LECCIONES EN EL ALMA
La guerra de Irak fue muy difícil para mí, de verdad volví con muchas lesiones en el alma y al volver dudé si regresaría a otro conflicto similar. Periodísticamente hablando fue lo más importante que me ha pasado, pero se convirtió en una tragedia familiar por lo de mi hermano Couso. ¿Cómo es que lo quise tanto en tan poco tiempo? Porque en una guerra te hermanas. Solo las personas que están ahí en medio saben lo que es tener a un amigo al lado. El reportero de enfrente se convierte en tu hermano, la reportera de allá es como tu mamá.
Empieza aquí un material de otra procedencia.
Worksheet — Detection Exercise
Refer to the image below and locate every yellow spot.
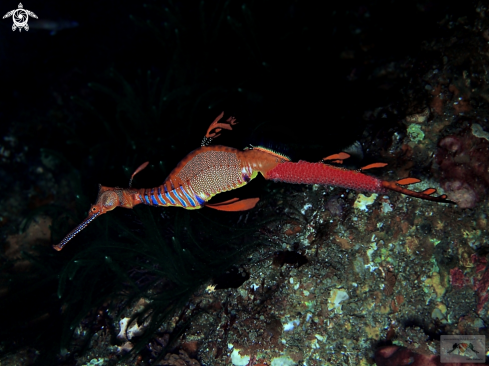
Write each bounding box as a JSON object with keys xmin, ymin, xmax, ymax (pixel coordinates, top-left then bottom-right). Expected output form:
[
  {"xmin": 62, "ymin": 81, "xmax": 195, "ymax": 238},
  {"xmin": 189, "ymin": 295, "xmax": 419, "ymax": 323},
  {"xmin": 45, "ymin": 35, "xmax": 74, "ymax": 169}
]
[
  {"xmin": 353, "ymin": 193, "xmax": 378, "ymax": 211},
  {"xmin": 205, "ymin": 285, "xmax": 217, "ymax": 293},
  {"xmin": 365, "ymin": 325, "xmax": 380, "ymax": 339},
  {"xmin": 424, "ymin": 272, "xmax": 447, "ymax": 298}
]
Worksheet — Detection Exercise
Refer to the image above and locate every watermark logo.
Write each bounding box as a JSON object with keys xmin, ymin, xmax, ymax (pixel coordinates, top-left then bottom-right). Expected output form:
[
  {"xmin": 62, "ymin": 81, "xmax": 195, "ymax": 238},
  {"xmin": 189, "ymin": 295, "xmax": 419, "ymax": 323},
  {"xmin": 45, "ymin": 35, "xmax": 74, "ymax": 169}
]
[
  {"xmin": 3, "ymin": 3, "xmax": 37, "ymax": 32},
  {"xmin": 440, "ymin": 335, "xmax": 486, "ymax": 363}
]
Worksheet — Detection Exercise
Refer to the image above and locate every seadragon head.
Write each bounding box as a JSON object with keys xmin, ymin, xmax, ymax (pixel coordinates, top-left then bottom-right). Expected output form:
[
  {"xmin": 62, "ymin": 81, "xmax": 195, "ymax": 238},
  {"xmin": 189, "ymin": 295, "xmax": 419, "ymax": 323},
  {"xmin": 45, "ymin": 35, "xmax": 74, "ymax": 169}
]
[{"xmin": 53, "ymin": 185, "xmax": 121, "ymax": 251}]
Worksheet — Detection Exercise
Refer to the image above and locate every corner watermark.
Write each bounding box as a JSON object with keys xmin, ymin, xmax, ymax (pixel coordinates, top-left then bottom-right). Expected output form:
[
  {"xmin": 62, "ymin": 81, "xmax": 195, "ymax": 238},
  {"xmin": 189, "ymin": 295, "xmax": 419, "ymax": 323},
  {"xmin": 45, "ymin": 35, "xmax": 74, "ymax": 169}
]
[
  {"xmin": 3, "ymin": 3, "xmax": 37, "ymax": 32},
  {"xmin": 440, "ymin": 335, "xmax": 486, "ymax": 363}
]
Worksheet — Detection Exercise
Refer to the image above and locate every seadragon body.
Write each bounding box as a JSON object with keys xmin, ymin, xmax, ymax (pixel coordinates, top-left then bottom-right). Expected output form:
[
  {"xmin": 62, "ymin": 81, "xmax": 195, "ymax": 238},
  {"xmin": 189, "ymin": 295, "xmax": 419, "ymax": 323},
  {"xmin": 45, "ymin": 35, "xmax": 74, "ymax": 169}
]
[{"xmin": 54, "ymin": 114, "xmax": 453, "ymax": 250}]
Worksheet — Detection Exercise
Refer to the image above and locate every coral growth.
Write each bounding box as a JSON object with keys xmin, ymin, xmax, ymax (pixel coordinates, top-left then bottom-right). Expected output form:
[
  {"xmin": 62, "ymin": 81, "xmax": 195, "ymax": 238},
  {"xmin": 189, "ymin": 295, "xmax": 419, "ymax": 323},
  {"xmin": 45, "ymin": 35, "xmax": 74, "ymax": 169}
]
[
  {"xmin": 450, "ymin": 254, "xmax": 489, "ymax": 313},
  {"xmin": 436, "ymin": 128, "xmax": 489, "ymax": 208}
]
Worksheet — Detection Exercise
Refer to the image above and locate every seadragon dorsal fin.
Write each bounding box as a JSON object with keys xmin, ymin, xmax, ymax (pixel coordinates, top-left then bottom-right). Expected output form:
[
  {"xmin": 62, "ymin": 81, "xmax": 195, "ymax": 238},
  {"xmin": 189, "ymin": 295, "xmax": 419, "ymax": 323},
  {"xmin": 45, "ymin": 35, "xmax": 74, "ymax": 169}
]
[
  {"xmin": 360, "ymin": 163, "xmax": 387, "ymax": 170},
  {"xmin": 322, "ymin": 152, "xmax": 350, "ymax": 161},
  {"xmin": 205, "ymin": 198, "xmax": 260, "ymax": 211},
  {"xmin": 396, "ymin": 178, "xmax": 421, "ymax": 186}
]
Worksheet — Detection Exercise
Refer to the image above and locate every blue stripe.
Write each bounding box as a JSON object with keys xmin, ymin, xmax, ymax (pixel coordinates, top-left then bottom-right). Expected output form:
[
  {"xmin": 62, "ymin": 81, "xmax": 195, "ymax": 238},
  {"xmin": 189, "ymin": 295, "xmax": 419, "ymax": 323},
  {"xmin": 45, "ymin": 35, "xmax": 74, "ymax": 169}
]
[
  {"xmin": 165, "ymin": 189, "xmax": 175, "ymax": 205},
  {"xmin": 151, "ymin": 188, "xmax": 159, "ymax": 206},
  {"xmin": 158, "ymin": 187, "xmax": 166, "ymax": 205},
  {"xmin": 180, "ymin": 186, "xmax": 195, "ymax": 207},
  {"xmin": 144, "ymin": 195, "xmax": 151, "ymax": 205},
  {"xmin": 172, "ymin": 189, "xmax": 187, "ymax": 207}
]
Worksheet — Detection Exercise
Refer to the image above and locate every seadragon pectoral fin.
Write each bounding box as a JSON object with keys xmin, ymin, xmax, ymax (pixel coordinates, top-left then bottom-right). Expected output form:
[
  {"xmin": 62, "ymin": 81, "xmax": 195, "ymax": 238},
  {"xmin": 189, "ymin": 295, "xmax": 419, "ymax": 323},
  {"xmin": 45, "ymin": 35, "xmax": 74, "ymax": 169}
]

Alguien más le llora a él, o alguien llora contigo y se refugia en ti y te dice: “Oye, es que extraño a mi esposa, a mi hijo o mi hija”. Es en ese momento cuando me dobla la emoción y también les cuento mi historia.
CONTAR LA HISTORIA
La última semana estuve muy deprimido. Me la pasé viendo muchas muertes de gente inocente y, poco antes de que falleciera, José Couso me sacó de la depresión. En la ambulancia me decía: “Siéntete orgulloso de lo que estás haciendo, somos afortunados. Esta guerra no la están contando ni los americanos, ni los británicos. La estamos contando los latinos. Nosotros sí tenemos huevos, tío; siéntete orgulloso, cuántos periodistas en el mundo quisieran estar aquí”. Qué razón tenía. Tres pinches mexicanos, un argentino, varios franceses, unos italianos y los españoles. Los únicos que contamos esa historia.
LO QUE NO SE VIO
Después de la muerte de Couso me dolió mucho ver mi cámara quemándose. Los dos anhelábamos filmar cuando el pueblo derribara las estatuas de Sadam, cuando asaltaran los palacios. Lo vimos venir. Y cuando sucedió, mi cámara se había quemado. Era lo que más quería hacer, mi culminación de esta guerra, cuando la gente se sublevara. No me quedó otra que sentarme y ver. A esa sensación se sumaban los rumores de que los fedayines del servicio de inteligencia iraquí venían por nosotros y nos iban a matar. Cuando llegaron los estadunidenses casi les aplaudimos, pues sabíamos que con ellos nuestras vidas estaban a salvo. Aunque un día antes ellos mismos nos bombardearon. ¡Qué contradicción!
MALOS MOMENTOS
Cada conflicto al que asistí me dejó marcas que nunca pude borrar. De Kosovo nunca olvidé a una niña completamente quemada de su cara y brazos, amarrada a una camilla, preguntando por su mamá y su hermano, ambos muertos. Ahí quedó como prisionera de los serbios y supe que a esa niña le iría muy mal en la vida; siempre me deprimía acordarme de ella. En Afganistán, estábamos en un lugar al norte de Kabul, haciendo reportajes con Alberto Peláez a 15 grados bajo cero y con la nieve cayendo; nunca había sentido tanto frío en la vida. Fuimos a un campo de refugiados donde para dormir, clavaban en la tierra dos palitos y luego ponían un plástico; así pernoctaban en condiciones infrahumanas. Ahí una señora me regalaba a su hijo; lo hacía para salvarlo de la muerte que los rondaba. Esa vez regalé dos chamarras que me gustaban mucho.
LA GUERRA EN CASA
Una semana después de volver de Irak, iba por el Eje Central y de repente una moto se me cerró. Al frenar se bajaron dos tipos y me comenzaron a amenazar, buscaban asaltarme. Y entonces pensé; no por favor, vengo de librarla en Bagdad como para que me maten ahorita en el Eje Central. A veces creo que el mismo peligro de una guerra es el existente en la Ciudad de México. Hay quienes salen de sus casas y los matan en la esquina. A veces creo que me da más miedo estar en el Distrito Federal que en Medio Oriente.